Generally, the more concentrated the number of players are, the higher the entry barriers. Since there are only few
players in the market, they would not want a potential new company to enter the market which may grab a significant
market share.
Also, the more concentrated the market, the greater the product differentiation because each player will go out of its
way to maintain the market share and make its product or service offerings more unique and different.

Market Structure based on Market Concentration

1. Atomistic

- There are many sellers in the market with a low level of interaction to one another.

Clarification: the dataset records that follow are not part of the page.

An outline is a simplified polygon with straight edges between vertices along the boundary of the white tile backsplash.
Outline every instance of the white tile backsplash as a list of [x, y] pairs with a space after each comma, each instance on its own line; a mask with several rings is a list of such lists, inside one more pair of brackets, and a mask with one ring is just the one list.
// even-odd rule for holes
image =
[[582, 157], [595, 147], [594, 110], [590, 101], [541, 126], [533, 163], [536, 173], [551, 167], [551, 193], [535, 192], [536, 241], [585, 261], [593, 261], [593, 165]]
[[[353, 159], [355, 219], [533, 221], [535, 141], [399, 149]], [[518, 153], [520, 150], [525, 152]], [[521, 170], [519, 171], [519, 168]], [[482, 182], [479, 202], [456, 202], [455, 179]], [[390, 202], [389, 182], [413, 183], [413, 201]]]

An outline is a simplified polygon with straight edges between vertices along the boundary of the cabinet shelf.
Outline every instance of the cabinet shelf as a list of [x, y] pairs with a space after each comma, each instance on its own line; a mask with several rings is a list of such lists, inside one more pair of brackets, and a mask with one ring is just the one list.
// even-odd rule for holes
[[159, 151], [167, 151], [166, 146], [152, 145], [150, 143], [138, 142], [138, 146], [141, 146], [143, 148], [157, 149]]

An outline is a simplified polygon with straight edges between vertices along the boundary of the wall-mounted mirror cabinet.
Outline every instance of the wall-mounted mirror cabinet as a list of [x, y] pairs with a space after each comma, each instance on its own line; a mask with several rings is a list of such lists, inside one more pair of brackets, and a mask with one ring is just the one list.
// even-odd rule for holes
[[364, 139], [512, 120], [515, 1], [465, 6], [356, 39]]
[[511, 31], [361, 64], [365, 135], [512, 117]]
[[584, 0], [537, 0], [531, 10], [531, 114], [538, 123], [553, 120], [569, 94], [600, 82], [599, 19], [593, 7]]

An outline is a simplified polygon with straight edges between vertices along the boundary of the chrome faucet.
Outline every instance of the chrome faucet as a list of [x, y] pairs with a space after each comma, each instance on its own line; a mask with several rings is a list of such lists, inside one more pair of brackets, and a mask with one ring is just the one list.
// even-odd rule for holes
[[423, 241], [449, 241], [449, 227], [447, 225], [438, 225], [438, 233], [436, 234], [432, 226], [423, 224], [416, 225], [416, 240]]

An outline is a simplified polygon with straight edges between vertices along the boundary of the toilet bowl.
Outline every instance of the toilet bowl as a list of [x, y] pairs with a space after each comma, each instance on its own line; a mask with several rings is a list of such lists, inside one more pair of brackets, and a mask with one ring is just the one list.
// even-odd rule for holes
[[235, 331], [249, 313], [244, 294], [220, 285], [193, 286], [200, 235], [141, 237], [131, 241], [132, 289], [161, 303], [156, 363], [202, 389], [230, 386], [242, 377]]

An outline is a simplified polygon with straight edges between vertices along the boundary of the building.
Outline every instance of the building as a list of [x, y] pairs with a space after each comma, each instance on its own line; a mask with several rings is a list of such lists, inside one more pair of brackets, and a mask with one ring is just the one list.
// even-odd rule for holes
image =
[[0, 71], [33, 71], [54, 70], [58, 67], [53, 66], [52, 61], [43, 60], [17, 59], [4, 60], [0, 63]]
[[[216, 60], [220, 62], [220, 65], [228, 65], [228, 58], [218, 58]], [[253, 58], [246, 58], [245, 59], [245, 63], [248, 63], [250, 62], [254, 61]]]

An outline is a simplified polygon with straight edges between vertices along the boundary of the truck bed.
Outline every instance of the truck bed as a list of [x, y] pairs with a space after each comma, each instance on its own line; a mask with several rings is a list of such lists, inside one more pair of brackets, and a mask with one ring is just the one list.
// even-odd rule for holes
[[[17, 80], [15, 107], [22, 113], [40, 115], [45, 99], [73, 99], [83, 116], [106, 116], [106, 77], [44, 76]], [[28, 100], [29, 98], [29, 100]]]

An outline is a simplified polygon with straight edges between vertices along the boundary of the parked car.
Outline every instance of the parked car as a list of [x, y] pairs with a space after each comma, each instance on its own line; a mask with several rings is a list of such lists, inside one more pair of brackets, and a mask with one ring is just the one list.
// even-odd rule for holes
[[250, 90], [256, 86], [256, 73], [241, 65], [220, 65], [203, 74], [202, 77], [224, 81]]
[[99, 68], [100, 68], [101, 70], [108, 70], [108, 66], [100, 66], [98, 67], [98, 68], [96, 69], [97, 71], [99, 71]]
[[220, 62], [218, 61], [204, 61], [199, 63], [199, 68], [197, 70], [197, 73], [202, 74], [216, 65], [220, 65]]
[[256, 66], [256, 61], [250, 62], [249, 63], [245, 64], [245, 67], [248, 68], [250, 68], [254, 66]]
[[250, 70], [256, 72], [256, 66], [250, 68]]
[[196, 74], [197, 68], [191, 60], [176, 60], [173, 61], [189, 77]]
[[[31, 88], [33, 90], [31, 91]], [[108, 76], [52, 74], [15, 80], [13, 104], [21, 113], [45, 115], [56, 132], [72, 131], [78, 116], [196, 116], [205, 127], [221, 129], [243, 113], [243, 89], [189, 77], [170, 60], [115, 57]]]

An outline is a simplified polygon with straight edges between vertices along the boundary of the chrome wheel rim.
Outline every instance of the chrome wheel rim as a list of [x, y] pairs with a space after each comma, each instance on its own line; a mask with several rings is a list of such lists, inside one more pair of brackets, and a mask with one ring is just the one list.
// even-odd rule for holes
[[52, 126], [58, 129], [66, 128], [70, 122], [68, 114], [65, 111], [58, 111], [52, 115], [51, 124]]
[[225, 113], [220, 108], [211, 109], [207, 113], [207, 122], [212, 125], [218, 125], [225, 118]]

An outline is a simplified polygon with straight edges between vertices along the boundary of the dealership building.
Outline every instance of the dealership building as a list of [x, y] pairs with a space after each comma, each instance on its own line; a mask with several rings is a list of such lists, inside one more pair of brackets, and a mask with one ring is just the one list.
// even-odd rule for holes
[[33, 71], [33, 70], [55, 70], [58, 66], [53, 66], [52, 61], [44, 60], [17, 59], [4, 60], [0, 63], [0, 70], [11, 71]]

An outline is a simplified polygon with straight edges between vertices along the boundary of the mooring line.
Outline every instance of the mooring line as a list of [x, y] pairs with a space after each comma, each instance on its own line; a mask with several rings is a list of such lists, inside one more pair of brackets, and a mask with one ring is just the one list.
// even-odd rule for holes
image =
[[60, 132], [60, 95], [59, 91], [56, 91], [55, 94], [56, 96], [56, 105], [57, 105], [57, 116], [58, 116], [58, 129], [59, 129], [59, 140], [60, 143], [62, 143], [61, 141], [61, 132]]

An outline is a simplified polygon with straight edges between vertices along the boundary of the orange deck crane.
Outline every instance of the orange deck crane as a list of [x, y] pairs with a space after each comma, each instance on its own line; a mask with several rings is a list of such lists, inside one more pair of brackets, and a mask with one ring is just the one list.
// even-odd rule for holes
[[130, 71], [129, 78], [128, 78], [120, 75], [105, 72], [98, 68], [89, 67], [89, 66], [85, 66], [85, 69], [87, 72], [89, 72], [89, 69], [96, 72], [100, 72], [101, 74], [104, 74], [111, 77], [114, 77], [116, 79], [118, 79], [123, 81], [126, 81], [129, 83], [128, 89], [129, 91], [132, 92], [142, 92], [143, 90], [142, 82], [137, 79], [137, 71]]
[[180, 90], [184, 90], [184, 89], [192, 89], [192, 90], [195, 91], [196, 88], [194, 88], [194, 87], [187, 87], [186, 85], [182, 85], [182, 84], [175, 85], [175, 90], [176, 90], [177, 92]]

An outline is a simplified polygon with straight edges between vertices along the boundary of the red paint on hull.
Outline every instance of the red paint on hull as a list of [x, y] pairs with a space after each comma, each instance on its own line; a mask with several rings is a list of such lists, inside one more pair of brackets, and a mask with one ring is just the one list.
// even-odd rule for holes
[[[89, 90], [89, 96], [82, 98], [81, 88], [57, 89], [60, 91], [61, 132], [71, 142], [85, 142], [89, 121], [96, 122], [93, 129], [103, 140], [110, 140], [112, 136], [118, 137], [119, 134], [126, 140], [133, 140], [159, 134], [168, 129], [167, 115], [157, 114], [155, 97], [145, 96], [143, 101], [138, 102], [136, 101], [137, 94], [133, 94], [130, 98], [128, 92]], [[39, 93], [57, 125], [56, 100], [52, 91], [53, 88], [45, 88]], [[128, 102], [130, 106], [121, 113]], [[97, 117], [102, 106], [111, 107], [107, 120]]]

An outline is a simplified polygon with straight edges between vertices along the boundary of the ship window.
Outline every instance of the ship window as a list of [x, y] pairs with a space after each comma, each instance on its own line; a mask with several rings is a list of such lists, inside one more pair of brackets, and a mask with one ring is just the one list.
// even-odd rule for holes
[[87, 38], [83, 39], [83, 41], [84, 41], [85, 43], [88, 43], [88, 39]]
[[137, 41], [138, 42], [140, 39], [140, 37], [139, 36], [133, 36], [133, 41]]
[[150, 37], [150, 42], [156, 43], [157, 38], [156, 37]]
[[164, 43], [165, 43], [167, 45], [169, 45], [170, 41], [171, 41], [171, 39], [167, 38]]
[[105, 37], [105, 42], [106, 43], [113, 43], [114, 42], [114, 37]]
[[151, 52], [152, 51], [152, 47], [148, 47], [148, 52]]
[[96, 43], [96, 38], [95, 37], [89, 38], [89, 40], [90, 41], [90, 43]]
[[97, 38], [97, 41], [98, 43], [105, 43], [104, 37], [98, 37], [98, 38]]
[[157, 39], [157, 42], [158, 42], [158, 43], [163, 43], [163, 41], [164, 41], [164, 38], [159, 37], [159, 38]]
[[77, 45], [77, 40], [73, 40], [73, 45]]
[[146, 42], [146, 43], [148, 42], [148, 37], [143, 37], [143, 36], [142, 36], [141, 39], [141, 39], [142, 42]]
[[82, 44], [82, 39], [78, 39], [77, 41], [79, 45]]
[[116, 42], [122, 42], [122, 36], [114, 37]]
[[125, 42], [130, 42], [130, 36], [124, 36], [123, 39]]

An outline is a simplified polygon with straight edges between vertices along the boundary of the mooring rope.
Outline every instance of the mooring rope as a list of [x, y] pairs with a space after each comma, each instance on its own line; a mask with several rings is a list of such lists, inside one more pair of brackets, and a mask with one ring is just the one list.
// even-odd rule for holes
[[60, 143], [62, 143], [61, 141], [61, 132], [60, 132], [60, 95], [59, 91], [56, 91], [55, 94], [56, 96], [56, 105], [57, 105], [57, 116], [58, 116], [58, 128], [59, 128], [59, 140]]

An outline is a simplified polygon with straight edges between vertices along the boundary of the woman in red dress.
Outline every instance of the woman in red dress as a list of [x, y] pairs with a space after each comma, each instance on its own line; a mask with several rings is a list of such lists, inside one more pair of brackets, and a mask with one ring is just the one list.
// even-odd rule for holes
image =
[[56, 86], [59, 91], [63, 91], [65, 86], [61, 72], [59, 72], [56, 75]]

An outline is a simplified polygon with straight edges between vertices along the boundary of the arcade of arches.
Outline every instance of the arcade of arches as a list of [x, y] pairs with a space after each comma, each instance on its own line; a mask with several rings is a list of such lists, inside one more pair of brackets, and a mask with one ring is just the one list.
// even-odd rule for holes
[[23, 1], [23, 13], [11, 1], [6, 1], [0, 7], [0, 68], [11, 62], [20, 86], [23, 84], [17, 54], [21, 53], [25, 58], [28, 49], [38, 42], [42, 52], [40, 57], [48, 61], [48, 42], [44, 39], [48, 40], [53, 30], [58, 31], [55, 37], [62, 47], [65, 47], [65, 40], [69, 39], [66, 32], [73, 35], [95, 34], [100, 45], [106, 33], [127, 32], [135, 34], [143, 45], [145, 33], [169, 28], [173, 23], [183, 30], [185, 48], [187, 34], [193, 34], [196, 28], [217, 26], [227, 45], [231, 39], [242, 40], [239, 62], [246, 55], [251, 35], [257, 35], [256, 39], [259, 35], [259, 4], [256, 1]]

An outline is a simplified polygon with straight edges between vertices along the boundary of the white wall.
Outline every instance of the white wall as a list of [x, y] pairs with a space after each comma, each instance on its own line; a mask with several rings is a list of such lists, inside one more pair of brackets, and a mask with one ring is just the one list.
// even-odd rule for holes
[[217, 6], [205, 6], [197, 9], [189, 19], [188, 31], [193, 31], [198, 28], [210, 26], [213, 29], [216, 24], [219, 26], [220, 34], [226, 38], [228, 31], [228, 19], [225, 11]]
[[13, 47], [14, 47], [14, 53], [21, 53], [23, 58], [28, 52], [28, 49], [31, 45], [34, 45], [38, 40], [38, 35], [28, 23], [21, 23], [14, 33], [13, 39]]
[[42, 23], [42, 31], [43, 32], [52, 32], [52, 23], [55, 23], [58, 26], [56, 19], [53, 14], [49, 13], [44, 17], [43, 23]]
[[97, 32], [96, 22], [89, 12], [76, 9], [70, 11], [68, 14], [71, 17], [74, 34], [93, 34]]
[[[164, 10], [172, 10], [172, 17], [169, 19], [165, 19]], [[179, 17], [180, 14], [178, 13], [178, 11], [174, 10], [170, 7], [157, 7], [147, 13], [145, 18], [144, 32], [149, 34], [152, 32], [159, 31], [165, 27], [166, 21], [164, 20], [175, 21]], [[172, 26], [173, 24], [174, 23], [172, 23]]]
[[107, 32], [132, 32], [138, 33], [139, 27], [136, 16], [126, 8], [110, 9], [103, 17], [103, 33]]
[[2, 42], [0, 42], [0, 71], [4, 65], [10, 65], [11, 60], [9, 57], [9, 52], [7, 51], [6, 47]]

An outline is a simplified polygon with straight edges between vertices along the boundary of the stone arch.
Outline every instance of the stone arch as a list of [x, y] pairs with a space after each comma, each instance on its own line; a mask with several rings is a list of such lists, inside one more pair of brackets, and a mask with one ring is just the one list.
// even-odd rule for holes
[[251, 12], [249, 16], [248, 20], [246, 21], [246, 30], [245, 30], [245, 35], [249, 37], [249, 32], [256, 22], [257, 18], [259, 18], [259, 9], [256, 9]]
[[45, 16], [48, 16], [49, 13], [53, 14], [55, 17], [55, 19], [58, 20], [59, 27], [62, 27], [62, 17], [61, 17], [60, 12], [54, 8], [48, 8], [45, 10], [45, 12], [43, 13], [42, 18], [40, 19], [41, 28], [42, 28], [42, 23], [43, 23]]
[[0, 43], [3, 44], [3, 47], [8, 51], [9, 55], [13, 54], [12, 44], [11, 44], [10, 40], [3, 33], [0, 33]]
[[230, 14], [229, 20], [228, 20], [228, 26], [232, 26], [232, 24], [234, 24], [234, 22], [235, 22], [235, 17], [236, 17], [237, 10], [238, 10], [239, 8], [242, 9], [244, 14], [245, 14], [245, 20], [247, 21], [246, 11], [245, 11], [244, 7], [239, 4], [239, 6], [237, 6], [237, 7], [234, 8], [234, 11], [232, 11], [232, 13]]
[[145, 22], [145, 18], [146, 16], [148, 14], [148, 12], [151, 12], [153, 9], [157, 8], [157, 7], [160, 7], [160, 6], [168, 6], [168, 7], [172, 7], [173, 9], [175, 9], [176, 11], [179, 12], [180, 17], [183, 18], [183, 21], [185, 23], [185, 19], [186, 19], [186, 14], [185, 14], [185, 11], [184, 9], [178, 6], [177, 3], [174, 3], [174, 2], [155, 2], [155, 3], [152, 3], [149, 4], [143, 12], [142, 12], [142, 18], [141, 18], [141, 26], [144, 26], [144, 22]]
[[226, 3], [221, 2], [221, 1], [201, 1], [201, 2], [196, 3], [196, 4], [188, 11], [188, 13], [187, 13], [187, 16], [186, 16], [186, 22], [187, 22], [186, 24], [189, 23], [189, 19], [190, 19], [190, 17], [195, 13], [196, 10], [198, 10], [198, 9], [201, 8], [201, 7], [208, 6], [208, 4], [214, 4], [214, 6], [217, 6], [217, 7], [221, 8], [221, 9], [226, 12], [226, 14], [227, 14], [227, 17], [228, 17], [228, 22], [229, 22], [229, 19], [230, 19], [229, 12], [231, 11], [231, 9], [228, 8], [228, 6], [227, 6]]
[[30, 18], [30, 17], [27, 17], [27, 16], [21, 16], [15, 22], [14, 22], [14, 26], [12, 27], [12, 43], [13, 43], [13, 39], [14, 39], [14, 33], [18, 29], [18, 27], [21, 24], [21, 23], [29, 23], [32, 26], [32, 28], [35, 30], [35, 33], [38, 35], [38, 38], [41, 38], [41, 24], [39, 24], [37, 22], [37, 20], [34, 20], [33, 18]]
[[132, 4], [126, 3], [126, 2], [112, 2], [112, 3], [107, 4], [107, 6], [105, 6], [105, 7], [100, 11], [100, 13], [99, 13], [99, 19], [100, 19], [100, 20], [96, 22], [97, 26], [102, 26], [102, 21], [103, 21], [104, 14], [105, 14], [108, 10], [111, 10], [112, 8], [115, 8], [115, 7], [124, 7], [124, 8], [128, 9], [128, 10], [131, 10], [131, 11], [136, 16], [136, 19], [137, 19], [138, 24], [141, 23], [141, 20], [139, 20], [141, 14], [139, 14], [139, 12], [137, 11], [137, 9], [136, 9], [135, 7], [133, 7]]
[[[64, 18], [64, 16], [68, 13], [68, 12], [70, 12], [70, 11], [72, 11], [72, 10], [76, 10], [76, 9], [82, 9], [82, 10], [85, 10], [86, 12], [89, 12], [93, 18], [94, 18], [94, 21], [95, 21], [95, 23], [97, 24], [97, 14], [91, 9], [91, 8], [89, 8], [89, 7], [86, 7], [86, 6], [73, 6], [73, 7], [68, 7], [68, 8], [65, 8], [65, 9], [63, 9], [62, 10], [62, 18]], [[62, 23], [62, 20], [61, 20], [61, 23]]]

- Firms are so numerous and they cannot set their own prices.

- Tantamount to perfect competition.

- In this kind of set-up, usually there are low profits for the suppliers and low prices for consumers

Examples could include farmers markets for a product like potatoes. Many farmers sell their homogeneous product at
the market, enabling customers to easily compare prices.

2. Oligopolistic

- Few large sellers have a high level of interaction with one another.

- Usually players in the can set their own prices and competition is somewhat fierce.

- Most industries in the Philippines aside from the oil industry are under oligopolistic competition.

- Examples could include cellphone companies, softdrinks, tobacco, airlines, etc.

3. Monopoly

- There is one seller who dominates the market

- The company can dictate its own price

Characteristics of Product Differentiation

1. Homogenous products

- Highly identical

- The characteristics of the product are not differentiated from one supplier to another

Example

The wet market is usually the popular place for many homogenous products like salt, fish, vegetables, fruits,
meat, poultry, among others

2. Differentiated products

- Differentiated by design, quality, branding, among others

- They have certain features that which differentiates them from one another

- Their unique characteristics connote a certain price


3 Subtypes of Ease of Market Entry

1. Ease of Entry

- There are no difficulties in entering the market.

- New entrants will not have difficulty in entering the market.

- There are minimal barriers to entry and if there are, they are manageable.

2. Moderately Difficult Entry

- There are barriers but not too difficult for sellers to monopolize the market

- However, it may be difficult to enter the market.

3. Blockaded Entry

- There are barriers that are too high which potential players cannot enter.